Anyway, freshly Butterfly-baptized and with my pride now re-set by capsizing, I hung on the daggerboard and the boat popped right back up as designed, with the foot well still dry. A kid could do it. What I didn’t expect was that the boats’ sides are high enough, and without much to grip, that I had trouble, being fat and old and out of shape, scrambling back into the righted boat on my own. I’d get part-way up, and knock the boat over again. A time or two at this and I was getting tired. What I didn’t know then was that it’s easier to re-board from the transom. All this was happening only yards from the dock, and I of course had my vest on as always, but I didn’t want to just give up, swim for the dock, and leave the boat out there. I was in a bind.



Now a lot of sailboaters may not like the PWC jet-ski folks, but I have to tell you, they are very friendly, polite, and helpful people on Lake Springfield, and one of them saw my trouble, buzzed over, took my painter in hand and gave me an ignominious yet very welcome tow back to the dock to get rested, re-organized and re-launched. I retired for the day, humbled, and vowing to study up more on how to shift weight and handle the tiller and sheet before the next time out.
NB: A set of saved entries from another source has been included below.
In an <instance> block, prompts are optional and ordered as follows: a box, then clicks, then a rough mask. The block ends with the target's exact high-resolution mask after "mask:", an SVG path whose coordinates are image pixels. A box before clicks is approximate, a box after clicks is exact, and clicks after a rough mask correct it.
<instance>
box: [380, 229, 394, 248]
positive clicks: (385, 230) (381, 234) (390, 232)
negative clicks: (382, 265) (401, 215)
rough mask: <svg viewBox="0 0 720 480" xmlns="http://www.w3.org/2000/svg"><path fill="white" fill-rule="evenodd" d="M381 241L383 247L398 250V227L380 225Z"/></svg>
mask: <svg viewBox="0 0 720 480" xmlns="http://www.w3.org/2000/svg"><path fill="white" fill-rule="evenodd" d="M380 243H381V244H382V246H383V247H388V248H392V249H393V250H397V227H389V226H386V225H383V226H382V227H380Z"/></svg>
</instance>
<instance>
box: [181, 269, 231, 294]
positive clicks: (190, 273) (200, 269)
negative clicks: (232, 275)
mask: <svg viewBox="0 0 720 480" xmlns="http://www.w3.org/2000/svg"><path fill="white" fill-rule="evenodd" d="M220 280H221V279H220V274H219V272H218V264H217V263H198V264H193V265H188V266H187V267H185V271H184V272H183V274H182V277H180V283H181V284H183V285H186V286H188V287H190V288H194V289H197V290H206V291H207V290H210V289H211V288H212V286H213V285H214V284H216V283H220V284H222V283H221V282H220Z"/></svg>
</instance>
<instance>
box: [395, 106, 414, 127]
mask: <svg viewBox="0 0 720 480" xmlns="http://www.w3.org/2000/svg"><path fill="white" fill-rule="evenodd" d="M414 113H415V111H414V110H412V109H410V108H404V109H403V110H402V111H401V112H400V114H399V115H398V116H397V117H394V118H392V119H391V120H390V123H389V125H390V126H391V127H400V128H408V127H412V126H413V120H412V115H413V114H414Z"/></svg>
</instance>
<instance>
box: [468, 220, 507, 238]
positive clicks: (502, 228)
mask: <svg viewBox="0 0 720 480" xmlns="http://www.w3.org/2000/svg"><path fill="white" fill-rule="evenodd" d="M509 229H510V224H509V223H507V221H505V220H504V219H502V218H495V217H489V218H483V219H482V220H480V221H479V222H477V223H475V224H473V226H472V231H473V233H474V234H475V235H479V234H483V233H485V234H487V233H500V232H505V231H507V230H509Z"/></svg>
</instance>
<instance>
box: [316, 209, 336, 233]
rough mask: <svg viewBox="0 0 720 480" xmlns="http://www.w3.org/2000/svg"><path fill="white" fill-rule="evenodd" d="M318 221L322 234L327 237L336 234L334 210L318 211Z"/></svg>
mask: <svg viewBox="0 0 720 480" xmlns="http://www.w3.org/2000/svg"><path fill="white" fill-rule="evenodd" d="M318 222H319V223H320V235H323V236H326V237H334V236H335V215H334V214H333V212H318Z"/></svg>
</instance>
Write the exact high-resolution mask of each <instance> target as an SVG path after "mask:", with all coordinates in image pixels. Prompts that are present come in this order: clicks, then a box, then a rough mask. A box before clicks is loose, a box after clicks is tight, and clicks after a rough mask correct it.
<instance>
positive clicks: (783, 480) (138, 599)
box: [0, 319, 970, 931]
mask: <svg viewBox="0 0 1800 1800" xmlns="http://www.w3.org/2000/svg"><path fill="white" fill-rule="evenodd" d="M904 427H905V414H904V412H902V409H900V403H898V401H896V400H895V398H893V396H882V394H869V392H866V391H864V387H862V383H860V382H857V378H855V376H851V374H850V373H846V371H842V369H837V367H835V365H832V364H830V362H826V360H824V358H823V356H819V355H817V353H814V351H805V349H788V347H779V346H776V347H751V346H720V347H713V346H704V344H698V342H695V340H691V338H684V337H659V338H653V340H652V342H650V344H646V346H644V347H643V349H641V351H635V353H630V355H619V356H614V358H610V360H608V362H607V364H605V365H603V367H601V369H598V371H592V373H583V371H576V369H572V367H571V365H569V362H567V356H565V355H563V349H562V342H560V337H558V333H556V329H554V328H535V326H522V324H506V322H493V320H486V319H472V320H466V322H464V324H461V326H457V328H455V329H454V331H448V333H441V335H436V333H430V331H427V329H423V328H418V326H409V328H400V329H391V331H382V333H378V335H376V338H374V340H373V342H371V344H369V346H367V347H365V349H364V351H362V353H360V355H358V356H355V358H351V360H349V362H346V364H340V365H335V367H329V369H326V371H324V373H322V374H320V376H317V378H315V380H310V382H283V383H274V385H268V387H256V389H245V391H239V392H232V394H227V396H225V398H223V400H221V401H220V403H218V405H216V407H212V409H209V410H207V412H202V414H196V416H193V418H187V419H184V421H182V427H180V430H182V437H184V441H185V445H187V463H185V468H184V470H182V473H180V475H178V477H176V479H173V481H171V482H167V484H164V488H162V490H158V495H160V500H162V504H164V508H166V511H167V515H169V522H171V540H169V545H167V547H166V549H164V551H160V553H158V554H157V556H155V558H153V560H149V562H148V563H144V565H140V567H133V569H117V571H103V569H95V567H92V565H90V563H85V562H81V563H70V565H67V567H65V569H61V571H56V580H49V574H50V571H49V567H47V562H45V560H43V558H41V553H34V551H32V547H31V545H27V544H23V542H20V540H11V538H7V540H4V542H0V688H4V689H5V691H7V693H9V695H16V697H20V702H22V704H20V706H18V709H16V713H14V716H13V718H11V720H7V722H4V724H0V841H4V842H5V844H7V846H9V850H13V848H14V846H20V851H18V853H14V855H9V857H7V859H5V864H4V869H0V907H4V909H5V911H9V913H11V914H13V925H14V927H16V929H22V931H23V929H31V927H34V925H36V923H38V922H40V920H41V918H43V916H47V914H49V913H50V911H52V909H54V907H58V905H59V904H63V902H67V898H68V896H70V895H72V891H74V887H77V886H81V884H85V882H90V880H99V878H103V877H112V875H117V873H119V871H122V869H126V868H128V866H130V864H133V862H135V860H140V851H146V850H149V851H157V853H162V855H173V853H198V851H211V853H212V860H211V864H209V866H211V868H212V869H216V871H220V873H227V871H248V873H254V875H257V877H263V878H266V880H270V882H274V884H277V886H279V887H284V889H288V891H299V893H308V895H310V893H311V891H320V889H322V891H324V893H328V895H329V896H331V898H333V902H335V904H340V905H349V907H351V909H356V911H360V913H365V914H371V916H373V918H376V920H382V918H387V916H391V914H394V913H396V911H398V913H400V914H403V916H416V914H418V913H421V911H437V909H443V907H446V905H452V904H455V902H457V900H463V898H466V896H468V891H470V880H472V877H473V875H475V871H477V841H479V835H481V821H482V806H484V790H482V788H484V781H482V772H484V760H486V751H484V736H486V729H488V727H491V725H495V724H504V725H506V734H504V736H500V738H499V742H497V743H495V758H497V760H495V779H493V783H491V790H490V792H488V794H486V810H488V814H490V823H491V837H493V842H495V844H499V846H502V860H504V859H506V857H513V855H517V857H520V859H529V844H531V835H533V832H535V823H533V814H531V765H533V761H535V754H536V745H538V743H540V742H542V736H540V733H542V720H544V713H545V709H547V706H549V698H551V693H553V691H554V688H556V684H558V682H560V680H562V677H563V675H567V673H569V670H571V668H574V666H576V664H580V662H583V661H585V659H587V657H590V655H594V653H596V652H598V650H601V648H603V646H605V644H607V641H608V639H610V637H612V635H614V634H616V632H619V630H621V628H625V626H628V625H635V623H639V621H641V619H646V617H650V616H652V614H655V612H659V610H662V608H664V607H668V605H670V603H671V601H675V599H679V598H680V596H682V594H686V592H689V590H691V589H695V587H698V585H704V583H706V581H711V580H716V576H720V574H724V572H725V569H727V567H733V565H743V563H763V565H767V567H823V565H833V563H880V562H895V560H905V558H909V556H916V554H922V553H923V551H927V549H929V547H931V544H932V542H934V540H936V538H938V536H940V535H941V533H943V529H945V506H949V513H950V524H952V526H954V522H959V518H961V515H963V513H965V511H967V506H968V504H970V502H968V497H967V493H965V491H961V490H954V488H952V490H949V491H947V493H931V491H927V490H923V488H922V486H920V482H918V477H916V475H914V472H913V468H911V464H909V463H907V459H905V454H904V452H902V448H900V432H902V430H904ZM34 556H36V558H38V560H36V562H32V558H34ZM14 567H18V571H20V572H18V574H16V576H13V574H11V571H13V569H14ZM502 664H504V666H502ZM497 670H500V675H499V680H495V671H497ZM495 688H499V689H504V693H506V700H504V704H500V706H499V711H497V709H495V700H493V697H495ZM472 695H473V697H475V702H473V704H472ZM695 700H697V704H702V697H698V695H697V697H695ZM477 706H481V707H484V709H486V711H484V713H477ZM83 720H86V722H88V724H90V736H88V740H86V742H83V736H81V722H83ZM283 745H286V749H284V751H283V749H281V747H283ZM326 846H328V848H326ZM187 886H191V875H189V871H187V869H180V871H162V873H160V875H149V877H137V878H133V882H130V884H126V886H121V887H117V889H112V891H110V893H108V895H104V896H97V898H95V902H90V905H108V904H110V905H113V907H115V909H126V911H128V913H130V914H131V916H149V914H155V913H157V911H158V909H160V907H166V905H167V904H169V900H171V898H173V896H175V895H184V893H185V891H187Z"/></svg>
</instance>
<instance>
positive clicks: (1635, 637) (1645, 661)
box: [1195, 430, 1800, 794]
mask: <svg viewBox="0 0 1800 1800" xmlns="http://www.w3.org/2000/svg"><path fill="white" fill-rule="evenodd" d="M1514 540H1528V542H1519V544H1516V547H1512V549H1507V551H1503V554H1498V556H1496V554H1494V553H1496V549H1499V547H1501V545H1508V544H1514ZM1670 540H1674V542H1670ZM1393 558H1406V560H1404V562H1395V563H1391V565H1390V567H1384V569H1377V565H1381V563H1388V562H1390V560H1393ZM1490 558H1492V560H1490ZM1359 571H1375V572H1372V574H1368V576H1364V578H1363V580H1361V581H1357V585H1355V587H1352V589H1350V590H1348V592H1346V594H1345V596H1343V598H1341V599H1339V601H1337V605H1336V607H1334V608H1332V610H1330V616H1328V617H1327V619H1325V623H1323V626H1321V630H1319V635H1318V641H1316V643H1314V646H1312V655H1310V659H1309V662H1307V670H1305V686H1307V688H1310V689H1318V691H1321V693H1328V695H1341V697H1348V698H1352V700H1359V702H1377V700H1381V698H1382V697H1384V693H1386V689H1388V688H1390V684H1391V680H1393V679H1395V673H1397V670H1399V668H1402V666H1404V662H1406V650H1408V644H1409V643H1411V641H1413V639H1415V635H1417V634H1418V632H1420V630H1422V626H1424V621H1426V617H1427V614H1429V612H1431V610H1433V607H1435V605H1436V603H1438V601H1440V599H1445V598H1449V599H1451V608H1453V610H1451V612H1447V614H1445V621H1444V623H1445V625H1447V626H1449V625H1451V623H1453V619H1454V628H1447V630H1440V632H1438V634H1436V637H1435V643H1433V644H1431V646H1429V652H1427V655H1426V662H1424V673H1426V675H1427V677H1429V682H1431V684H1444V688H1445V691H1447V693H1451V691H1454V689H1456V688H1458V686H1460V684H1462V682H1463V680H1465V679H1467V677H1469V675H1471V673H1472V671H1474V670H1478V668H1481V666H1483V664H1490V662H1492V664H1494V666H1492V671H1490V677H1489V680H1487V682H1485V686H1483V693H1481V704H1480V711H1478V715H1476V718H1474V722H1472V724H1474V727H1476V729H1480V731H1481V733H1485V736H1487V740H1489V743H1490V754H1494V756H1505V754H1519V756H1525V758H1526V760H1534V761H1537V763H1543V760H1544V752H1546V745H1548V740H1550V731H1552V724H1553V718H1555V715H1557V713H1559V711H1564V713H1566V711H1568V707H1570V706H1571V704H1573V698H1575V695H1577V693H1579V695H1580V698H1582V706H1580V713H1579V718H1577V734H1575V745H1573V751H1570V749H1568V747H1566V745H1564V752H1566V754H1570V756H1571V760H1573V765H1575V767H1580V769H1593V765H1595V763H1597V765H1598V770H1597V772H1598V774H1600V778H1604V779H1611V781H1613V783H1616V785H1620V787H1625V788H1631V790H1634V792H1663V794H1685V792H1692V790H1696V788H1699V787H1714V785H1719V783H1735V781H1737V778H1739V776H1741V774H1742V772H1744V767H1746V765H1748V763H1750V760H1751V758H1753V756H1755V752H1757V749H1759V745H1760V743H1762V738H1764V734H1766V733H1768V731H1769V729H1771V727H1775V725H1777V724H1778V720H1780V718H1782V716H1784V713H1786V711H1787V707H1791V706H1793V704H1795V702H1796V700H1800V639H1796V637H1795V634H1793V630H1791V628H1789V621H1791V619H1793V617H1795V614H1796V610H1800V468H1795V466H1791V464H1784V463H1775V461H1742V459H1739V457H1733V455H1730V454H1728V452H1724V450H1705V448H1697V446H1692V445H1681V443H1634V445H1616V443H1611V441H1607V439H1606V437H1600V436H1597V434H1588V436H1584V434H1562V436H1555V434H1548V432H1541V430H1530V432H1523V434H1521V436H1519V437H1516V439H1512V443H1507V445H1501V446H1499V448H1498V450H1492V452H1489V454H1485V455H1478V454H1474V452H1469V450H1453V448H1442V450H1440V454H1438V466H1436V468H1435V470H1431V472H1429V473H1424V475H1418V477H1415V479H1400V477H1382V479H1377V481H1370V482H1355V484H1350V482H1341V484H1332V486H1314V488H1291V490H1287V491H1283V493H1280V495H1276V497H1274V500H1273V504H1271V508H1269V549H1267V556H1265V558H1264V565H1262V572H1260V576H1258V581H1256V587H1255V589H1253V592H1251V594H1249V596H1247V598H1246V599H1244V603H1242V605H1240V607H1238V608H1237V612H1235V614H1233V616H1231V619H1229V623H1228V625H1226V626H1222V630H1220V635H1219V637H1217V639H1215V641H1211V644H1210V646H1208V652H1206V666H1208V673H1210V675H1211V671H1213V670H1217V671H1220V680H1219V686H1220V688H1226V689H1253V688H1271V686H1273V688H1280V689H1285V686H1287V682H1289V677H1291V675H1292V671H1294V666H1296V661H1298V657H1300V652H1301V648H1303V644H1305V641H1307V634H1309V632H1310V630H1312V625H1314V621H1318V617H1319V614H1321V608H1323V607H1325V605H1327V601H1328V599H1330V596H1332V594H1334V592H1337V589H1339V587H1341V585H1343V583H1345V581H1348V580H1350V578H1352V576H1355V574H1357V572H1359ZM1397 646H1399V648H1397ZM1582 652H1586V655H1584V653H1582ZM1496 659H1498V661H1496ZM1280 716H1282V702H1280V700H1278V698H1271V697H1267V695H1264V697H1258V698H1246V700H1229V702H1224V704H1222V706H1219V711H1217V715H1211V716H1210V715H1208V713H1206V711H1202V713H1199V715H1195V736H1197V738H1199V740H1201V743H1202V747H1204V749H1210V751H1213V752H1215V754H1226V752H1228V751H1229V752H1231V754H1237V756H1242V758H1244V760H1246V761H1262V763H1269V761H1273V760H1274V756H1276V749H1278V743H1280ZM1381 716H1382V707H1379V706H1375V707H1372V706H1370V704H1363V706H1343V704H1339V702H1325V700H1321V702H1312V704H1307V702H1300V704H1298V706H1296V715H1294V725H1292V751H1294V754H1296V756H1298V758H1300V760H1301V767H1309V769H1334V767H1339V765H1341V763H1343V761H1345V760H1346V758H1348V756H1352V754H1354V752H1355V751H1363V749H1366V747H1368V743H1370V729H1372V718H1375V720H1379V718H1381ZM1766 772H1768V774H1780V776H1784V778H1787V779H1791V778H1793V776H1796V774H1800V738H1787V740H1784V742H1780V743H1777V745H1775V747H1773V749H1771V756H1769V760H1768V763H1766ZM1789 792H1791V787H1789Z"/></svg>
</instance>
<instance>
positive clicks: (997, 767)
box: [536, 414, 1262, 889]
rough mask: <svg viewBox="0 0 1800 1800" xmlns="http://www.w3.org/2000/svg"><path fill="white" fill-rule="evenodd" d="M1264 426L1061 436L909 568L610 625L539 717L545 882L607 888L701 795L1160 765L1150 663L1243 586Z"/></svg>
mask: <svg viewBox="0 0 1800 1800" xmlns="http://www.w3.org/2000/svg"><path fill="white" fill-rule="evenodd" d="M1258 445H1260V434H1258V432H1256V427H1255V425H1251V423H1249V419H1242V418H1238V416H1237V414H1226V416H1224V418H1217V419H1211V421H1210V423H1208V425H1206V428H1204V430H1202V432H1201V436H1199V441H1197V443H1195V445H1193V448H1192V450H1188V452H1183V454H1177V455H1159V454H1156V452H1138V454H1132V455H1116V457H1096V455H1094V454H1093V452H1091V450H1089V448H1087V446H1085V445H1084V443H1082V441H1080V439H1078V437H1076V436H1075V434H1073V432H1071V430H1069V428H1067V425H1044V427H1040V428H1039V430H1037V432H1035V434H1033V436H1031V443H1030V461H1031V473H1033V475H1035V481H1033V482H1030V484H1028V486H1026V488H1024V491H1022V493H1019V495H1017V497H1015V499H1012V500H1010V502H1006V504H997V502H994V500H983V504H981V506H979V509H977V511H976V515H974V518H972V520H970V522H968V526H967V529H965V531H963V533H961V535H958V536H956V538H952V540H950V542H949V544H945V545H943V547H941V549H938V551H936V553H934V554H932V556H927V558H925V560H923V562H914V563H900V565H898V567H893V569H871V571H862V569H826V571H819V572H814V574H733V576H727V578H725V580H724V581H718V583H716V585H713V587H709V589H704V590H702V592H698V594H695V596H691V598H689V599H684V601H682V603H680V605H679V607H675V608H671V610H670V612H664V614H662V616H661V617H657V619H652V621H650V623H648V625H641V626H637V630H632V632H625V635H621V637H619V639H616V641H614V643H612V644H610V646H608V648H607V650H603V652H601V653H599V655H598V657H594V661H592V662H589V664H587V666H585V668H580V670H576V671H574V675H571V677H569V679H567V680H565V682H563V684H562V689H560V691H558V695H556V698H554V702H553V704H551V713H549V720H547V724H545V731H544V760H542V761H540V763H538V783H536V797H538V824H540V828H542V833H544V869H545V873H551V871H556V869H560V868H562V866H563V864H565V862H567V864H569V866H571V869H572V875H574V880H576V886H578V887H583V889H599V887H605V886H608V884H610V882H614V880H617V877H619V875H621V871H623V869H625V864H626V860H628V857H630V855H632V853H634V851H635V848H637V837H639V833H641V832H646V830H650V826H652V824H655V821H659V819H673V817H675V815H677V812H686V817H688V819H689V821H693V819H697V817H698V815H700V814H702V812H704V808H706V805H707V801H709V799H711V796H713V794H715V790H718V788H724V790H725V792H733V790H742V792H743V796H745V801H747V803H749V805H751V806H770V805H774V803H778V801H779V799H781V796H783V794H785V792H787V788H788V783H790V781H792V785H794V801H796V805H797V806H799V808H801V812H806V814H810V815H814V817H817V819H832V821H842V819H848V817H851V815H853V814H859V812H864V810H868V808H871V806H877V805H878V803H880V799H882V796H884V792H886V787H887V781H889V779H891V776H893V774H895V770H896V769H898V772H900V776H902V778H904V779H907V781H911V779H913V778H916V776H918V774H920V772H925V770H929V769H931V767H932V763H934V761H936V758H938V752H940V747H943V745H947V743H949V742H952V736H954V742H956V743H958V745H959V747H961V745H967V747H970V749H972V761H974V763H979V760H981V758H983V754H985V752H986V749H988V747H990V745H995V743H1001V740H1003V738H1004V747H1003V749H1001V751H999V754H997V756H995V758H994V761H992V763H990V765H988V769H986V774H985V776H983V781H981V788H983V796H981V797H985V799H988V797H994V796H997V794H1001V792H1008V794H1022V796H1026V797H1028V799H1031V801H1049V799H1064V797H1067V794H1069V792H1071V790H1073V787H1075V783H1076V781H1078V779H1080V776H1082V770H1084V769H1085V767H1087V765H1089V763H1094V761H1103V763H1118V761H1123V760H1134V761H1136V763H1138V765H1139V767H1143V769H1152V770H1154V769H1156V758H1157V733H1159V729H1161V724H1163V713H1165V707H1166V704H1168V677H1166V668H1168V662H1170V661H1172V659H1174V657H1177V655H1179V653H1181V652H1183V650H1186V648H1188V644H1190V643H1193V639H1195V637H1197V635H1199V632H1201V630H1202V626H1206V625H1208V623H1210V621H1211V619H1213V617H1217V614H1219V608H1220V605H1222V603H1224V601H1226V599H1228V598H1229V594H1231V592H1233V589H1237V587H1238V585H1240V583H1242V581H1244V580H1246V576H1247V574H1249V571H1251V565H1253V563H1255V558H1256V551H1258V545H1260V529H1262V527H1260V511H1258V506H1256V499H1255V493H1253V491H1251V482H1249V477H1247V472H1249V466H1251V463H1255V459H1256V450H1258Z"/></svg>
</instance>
Also, to skip the ramp and instead launch and sail from the gravel point beach where the draft is just 4-5 feet, and I could just stand up on the bottom:-)

And the next few times out were glorious.











Now properly respectful of the tiller’s power, I was much more careful of my weight shifts and sheet-handling, and was rewarded by a very pleasant sailing experience. I’ve never gone fast or hard enough to require much hiking-out yet, but I got a few downwind runs that certainly produced whooping and cheering.